The pudding contains lots of plant-based protein, from the chia, flax, and Greek yogurt, which are complete proteins containing all 9 essential amino acids. These aminos are ‘essential’ because our bodies can’t synthesize them; we need to eat them in our diets.
I often add a spoon or two of protein powder as well - whey has a creamy taste, or you can use pea protein as a vegan option. The yoghurt can also be swapped for plant-based to make this a vegan dish too - I like Coconut Collaborative for Coyo.
Ingredients
Serves 4-6
3 tbsp chia seeds
3 tbsp flax seed
3 tbsp oats
4 tbsp desiccated coconut
4 tbsp sultanas
2 tbsp pumpkin seeds
2 tbsp sunflower seeds
4 tbsp cashew nuts (broken in half)
3 tbsp nut butter (@deliciouslyella has a great almond butter with a touch of ginger and cinnamon- so good!)
4 tbsp Greek yoghurt
450ml nut milk (or any you prefer) I used @plenishdrinks cashew
Method
Add all the ingredients except the milk to a large container with a lid.

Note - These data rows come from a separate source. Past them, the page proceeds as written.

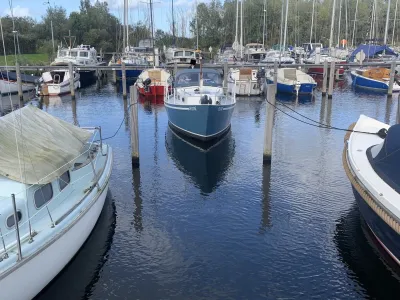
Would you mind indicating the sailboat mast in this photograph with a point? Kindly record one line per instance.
(265, 12)
(285, 31)
(332, 24)
(387, 23)
(241, 29)
(152, 32)
(394, 22)
(312, 21)
(340, 20)
(354, 25)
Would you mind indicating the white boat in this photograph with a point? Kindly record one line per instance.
(57, 82)
(275, 55)
(371, 163)
(54, 180)
(293, 81)
(254, 51)
(245, 82)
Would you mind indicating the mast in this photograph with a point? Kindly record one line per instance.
(285, 31)
(332, 24)
(340, 20)
(387, 23)
(173, 24)
(241, 29)
(354, 25)
(265, 12)
(394, 21)
(312, 20)
(152, 32)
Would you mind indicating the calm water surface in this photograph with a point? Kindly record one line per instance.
(195, 223)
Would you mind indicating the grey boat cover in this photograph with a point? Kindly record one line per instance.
(36, 148)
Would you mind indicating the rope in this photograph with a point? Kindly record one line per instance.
(381, 133)
(368, 198)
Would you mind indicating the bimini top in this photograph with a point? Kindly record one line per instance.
(385, 158)
(372, 50)
(46, 145)
(191, 77)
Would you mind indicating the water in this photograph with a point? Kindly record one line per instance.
(191, 224)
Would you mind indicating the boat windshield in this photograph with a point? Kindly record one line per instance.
(187, 79)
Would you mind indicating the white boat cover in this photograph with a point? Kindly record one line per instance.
(46, 145)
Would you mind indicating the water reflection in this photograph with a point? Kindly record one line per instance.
(363, 257)
(84, 270)
(206, 163)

Pour a small amount of the milk into the mixture, mashing the nut butter into the other ingredients with a fork, and then add the rest of the milk once it is blended in.

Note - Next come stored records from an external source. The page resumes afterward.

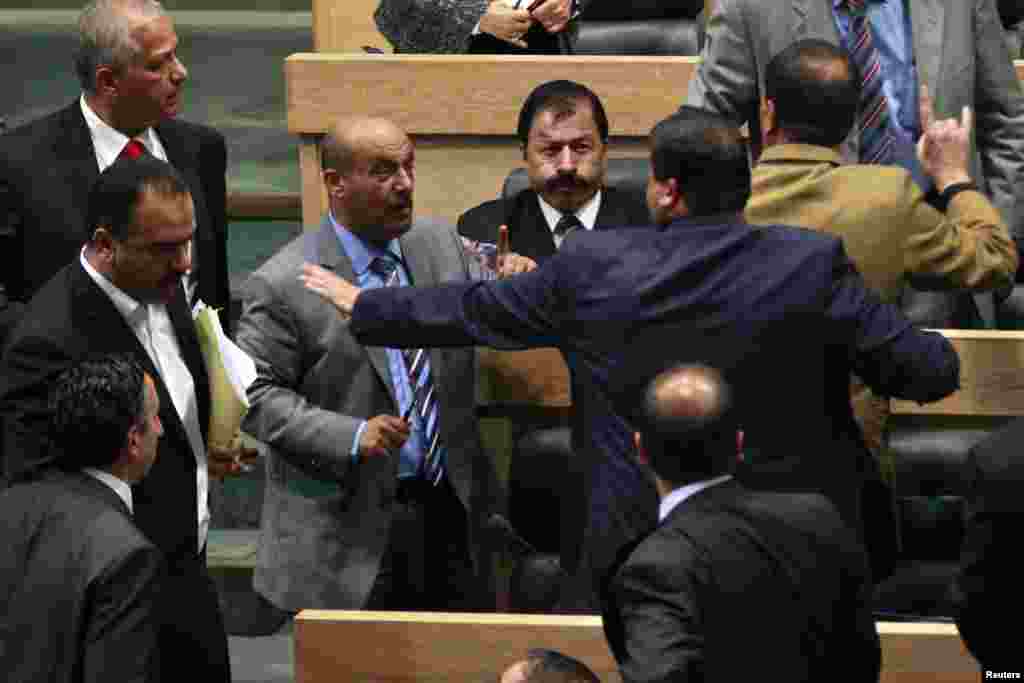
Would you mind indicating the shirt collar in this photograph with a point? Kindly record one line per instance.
(129, 308)
(587, 213)
(120, 486)
(672, 501)
(109, 141)
(359, 252)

Put an airtight lid on and place in the fridge overnight or for at least 2 hours.
If the consistency is a bit thick, loosen it with a bit of extra milk - adjust to how you like it.
Serve with any combination of toppings: berries, banana, chopped apple (or any fruit you prefer), any nut butter, Greek yoghurt, cacao nibs, coconut, nuts, seeds.
Tip
The recipe can be simplified by leaving out one or two ingredients, like the sultanas (I know some don’t
like them!), one of the seeds, cashews, or coconut - it’s a very flexible recipe!Cashews can also be switched for any nut you prefer, same goes for the sultanas if you want to change for a different dried fruit.